Depuis cette date, certains CLCC ont déjà fusionné, notamment à Paris et dans l'Ouest de la France… Ce qui, selon l'intersyndicale de Lacassagne est une raison supplémentaire pour refuser « que la même chose arrive ici ». « Ces deux fusions ont débouché pour l'une à 6 millions d'euros de déficit, pour l'autre à un plan social de 90 personnes », lâche Maurice Bacconin, délégué syndical CGT et administrateur, à une partie des salariés, réunis jeudi en assemblée générale.

Une AG pour préparer la manifestation prévue devant la préfecture, le jour du conseil d'administration, dont le président est le préfet des Alpes-Maritimes.

« Le 9 mars, nous aurons l'occasion unique de faire reculer Unicancer. Leur seul but est de faire tomber le statut des centres anticancer pour en faire du privé à but lucratif. Avec les dangers que l'on connaît en terme de personnel, mais aussi pour nos patients », lâche de son côté Denis Fayard, administrateur CGT. Le syndicat FO, certes minoritaire au CAL, se joint à la protestation. Son représentant, Christian Armando, renchérit :

« Le 9 mars, il faudra être nombreux pour se faire entendre ».

La direction du centre Antoine Lacassagne, ainsi que la quasi-totalité des membres du conseil d'administration, ont également pris position contre ce regroupement avec l'institut marseillais. « C'est la première fois que la CGT se retrouve, sans ambiguïté, du côté de la direction. Il est clair que ce que l'on nous propose, ce n'est pas une fusion, mais d'être absorbé par Marseille », précise encore Maurice Bacconin.
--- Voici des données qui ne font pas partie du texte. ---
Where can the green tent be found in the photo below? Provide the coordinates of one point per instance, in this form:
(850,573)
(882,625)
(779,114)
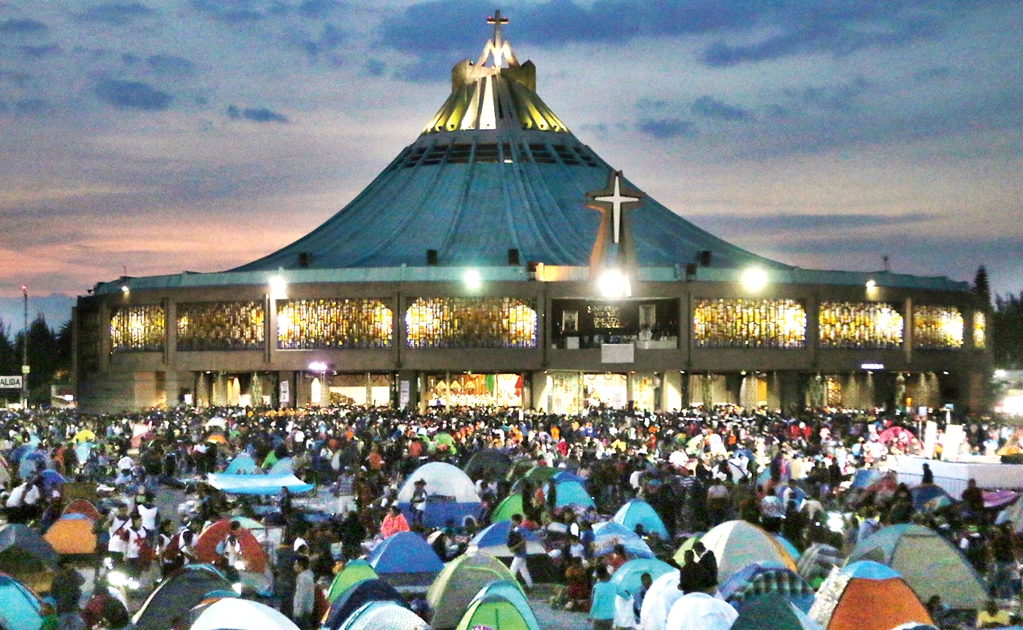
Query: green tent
(496,613)
(353,573)
(461,579)
(510,505)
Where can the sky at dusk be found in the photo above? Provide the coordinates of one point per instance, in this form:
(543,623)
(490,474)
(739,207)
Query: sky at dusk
(156,137)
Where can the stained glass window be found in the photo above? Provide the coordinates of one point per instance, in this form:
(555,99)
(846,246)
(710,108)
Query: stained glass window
(318,324)
(859,324)
(749,323)
(471,322)
(979,329)
(220,325)
(137,328)
(937,326)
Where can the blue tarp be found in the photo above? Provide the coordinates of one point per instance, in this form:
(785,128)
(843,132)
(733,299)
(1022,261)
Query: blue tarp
(404,552)
(262,485)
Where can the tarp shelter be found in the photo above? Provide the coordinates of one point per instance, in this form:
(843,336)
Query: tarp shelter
(512,504)
(259,485)
(450,494)
(236,614)
(72,535)
(569,493)
(252,552)
(700,612)
(178,594)
(608,535)
(353,573)
(817,561)
(356,596)
(662,595)
(628,577)
(865,595)
(384,616)
(489,463)
(20,606)
(242,464)
(772,613)
(460,580)
(637,511)
(405,558)
(738,543)
(82,506)
(496,613)
(928,563)
(510,592)
(754,581)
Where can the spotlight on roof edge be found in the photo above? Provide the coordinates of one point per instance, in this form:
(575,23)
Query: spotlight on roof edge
(754,278)
(278,287)
(614,283)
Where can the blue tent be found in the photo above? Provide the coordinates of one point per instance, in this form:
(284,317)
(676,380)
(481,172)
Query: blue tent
(637,511)
(571,493)
(20,608)
(628,576)
(404,552)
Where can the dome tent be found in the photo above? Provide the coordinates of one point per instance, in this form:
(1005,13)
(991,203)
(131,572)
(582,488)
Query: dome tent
(451,494)
(865,595)
(928,563)
(461,579)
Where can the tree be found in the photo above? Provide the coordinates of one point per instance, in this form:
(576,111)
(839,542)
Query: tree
(981,287)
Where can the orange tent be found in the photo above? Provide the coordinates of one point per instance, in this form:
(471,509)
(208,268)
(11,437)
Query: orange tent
(72,535)
(866,595)
(252,553)
(82,506)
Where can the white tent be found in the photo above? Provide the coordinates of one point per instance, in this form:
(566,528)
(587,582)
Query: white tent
(234,614)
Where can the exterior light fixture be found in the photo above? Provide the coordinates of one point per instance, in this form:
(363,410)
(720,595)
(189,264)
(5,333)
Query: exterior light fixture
(278,287)
(754,279)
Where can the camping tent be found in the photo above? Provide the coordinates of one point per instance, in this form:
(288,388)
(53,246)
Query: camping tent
(865,595)
(72,535)
(637,511)
(404,559)
(737,544)
(512,504)
(450,494)
(489,464)
(355,597)
(252,552)
(235,614)
(384,616)
(755,580)
(353,573)
(460,580)
(928,563)
(20,606)
(495,613)
(179,594)
(772,613)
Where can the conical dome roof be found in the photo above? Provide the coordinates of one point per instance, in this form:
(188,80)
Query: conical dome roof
(494,170)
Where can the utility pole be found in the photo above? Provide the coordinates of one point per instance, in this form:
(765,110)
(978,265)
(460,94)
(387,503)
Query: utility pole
(25,351)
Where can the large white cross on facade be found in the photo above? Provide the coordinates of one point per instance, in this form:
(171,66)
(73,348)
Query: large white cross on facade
(616,201)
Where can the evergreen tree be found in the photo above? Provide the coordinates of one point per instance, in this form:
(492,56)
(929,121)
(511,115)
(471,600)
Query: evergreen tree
(981,287)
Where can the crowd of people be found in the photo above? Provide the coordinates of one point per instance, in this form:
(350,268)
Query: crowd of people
(696,468)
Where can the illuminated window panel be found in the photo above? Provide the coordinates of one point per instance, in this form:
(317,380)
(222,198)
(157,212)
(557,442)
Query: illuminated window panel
(471,322)
(220,325)
(860,324)
(323,324)
(937,326)
(749,323)
(137,328)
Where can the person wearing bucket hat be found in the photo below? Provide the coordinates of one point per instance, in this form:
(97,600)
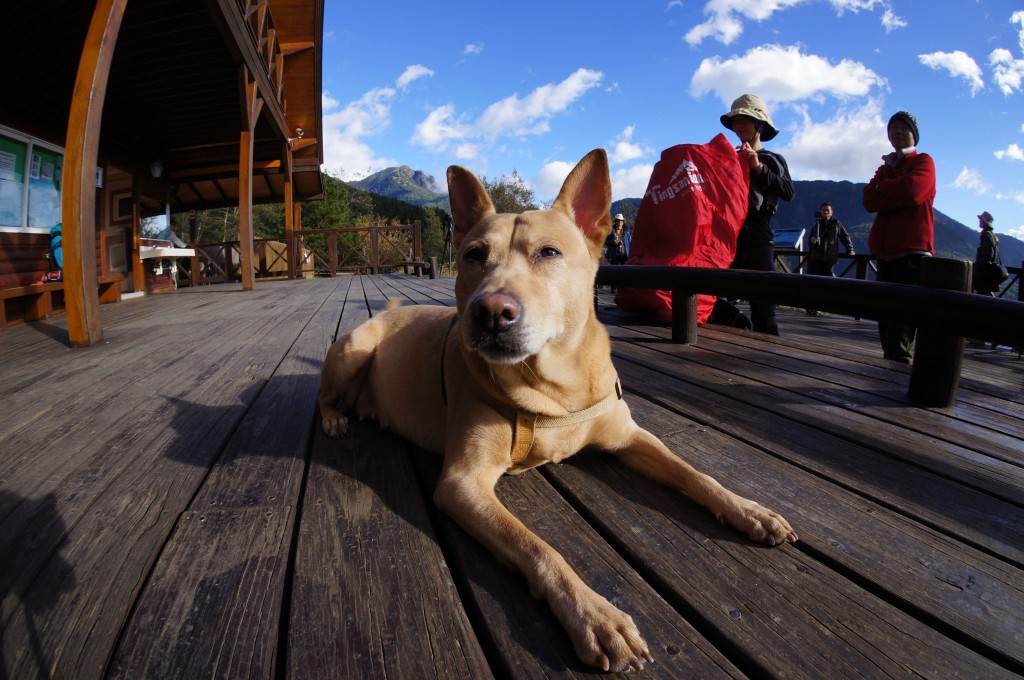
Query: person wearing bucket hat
(749,120)
(901,194)
(986,259)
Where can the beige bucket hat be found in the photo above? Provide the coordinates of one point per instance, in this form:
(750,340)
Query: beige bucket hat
(752,107)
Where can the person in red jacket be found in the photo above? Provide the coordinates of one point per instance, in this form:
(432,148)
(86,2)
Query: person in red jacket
(901,193)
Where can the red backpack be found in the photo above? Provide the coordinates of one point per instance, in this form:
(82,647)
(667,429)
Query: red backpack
(690,215)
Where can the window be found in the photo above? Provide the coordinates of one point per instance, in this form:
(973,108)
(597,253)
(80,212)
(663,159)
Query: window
(31,177)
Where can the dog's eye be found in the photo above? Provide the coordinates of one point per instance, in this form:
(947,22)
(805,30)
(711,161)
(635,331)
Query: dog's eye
(475,254)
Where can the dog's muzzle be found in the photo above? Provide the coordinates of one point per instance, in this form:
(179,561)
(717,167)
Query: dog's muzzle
(496,327)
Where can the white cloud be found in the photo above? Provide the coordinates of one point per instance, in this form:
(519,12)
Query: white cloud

Concrètement, l'intersyndicale s'inquiète de voir tomber les accords d'entreprises, au gré de la fusion. Mais, elle pointe aussi les dangers en terme de mobilité du personnel, tout comme les risques de licenciement. L'intersyndicale tire également la sonnette d'alarme financière : « Le déficit cumulé de tous les CLCC est de 15 millions d'euros, et ce n'est pas grand-chose en regard du travail réalisé pour le bien de la population.

Les fusions réalisées n'ont jamais réduit les déficits, bien au contraire, la fusion Nantes-Angers a fait exploser celui des deux centres », rappelle la CGT.

Ciotti écrit à Touraine

Dans ce combat, le CAL a a obtenu le soutien d'Eric Ciotti. Le député, président du conseil départemental, tous comme les salariés, s'interroge sur l'intérêt réel tant économique que médical d'un tel projet. Il a écrit à la ministre des Affaires sociales et de la Santé, Marisol Touraine. « Le projet ainsi proposé consisterait à fusionner les deux établissements en une seule entité, disposant de deux sites distants de près de 200 km, dans le seul objectif de dégager des économies d'échelle dont l'effectivité n'est à ce jour, pas démontrée ». Eric Ciotti informe la ministre de son opposition à la fusion, à ce stade, et lui demande d'engager « une médiation personnelle afin de suspendre sans délai le processus engagé et privilégier la recherche de solutions de rapprochement équilibré entre les établissements des Alpes-Maritimes, parmi lesquels Lacassagne constitue une référence ».